Home Private Equity Novia CEO: IFAs say I’m a private equity person – I’m not

Novia CEO: IFAs say I’m a private equity person – I’m not


When Patrick Mill took the helm of Novia in May 2021, many saw him as an ‘AnaCap person’ swooping in to change the status quo.

He had, quite rightly, been appointed by the private equity company to lead the platform following the departure of its founder, Bill Vasilieff.

And he had indeed, also quite rightly, changed the status quo. His entrance into the company sparked a dozen executive departures following Vasilieff, including chair David Royds, as well as the CFO, COO, CTO and commercial director.

The departures raised advisers’ eyebrows. So much so, some quizzed the new CEO during a call hosted by the Lang Cat in November on what these mass exits meant for the business and its culture.

He told them “things needed to change”, that his plan was to move the business to £20bn+ from £12.5bn, and “some people decided that wasn’t right for them”.

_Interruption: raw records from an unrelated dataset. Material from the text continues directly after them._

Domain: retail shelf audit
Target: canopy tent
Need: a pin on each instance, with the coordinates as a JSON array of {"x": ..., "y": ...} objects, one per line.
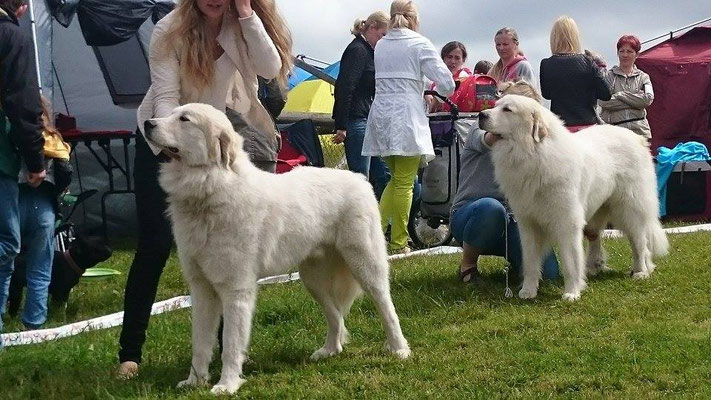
[
  {"x": 680, "y": 70},
  {"x": 95, "y": 68}
]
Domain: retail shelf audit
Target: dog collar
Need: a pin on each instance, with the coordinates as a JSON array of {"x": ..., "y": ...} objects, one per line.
[{"x": 68, "y": 258}]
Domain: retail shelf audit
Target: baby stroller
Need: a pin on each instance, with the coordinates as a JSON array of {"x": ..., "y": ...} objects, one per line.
[{"x": 429, "y": 221}]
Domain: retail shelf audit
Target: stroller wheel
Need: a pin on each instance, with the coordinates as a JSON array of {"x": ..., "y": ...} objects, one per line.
[{"x": 428, "y": 233}]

He signalled a new era for the company, one that some advisers have since feared would bear the perceived weight of heavy private equity involvement.

But Mill insists he is anything but a private equity person. “Some IFAs have said that to me,” he told FTAdviser. “But I’m not an ‘AnaCap person’. I’m not a PE person at all. I’m an industry person and a platform person.”

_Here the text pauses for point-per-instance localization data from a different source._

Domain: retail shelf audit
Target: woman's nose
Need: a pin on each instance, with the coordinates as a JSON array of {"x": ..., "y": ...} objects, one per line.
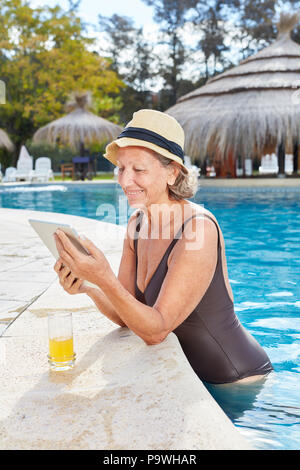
[{"x": 125, "y": 177}]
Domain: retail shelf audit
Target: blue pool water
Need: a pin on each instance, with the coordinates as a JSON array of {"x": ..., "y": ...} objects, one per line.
[{"x": 261, "y": 228}]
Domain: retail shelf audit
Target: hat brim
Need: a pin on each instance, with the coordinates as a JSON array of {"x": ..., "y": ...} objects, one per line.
[{"x": 112, "y": 149}]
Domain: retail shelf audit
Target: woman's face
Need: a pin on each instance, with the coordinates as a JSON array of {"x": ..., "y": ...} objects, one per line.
[{"x": 142, "y": 177}]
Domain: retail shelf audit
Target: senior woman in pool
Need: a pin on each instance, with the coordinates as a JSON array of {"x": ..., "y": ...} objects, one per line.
[{"x": 173, "y": 273}]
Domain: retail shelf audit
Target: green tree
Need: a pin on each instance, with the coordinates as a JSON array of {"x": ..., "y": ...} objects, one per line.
[{"x": 45, "y": 55}]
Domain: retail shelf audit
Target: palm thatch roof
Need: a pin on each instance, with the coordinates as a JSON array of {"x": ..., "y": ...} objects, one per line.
[
  {"x": 78, "y": 127},
  {"x": 249, "y": 110},
  {"x": 5, "y": 141}
]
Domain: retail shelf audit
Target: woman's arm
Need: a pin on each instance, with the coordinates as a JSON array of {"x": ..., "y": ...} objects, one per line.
[
  {"x": 126, "y": 276},
  {"x": 189, "y": 275}
]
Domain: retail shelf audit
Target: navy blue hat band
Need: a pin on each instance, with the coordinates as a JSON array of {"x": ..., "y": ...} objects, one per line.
[{"x": 150, "y": 136}]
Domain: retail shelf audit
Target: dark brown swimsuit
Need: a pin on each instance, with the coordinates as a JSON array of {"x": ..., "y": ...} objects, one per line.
[{"x": 218, "y": 347}]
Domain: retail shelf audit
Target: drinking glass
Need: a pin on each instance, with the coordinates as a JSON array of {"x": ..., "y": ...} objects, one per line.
[{"x": 61, "y": 349}]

Mill approached AnaCap with his thesis in 2018 on the opportunities in the platform industry where private equity could make good investments. 

“It’s the exact reversal of what normally happens. I went to the PE firms saying I had an idea, help me fund it,” he explains.

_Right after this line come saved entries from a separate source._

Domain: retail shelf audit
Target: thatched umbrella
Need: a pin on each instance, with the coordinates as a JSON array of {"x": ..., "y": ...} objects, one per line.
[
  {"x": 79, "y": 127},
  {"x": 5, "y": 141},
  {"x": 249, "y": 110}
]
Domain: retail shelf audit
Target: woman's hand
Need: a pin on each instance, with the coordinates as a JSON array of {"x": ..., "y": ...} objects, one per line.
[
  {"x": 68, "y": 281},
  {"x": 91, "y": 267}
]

Mill worked with AnaCap for two years prior to its acquisitions of Novia and Wealthtime, another platform he headed up for six months.

Wealthtime is a separate platform to Novia and was acquired by AnaCap in May last year. Total assets under administration across both platforms sat at around £11.8bn at the end of March, with £9.3bn sitting on Novia and £2.5bn sitting on Wealthtime.

Before his four years working with AnaCap, Mill was chief executive of Alliance Trust Savings – the platform that was bought by Embark in 2019 – for five years. 

He was also a sales director at Prudential, having spent the majority of his earlier career at Yorkshire-headquartered bank Bradford & Bingley, where he headed up the adviser service force looking after 650 IFAs.

“I understand what it’s like. I understand the pain points. And the other area I’ve worked in is product provider [Prudential] selling to IFAs.”

Career timeline

  • Currently CEO of Novia, Copia, and Wealthtime – became CEO of Wealthtime in December 2020, and of Novia in July 2021
  • Mill Consulting MD from November 2018 to November 2020
  • Alliance Trust Savings CEO June 2012 to December 2017, and sales and distribution director from July 2010 to June 2012
  • Prudential sales director from July 2005 to July 2010
  • Bradford & Bingley MD from December 1991 – July 2005

Asked why he approached AnaCap over other private equity companies, Mill says there were three main reasons. One was that the company only invests in financial services businesses.

“That is hugely helpful. They understand regulation. They understand the standard processes. They understand the market,” says Mill.

Number two was its technology focus when acquiring companies. And three was, he said, the business’s focus on “growth stories” versus cost reduction.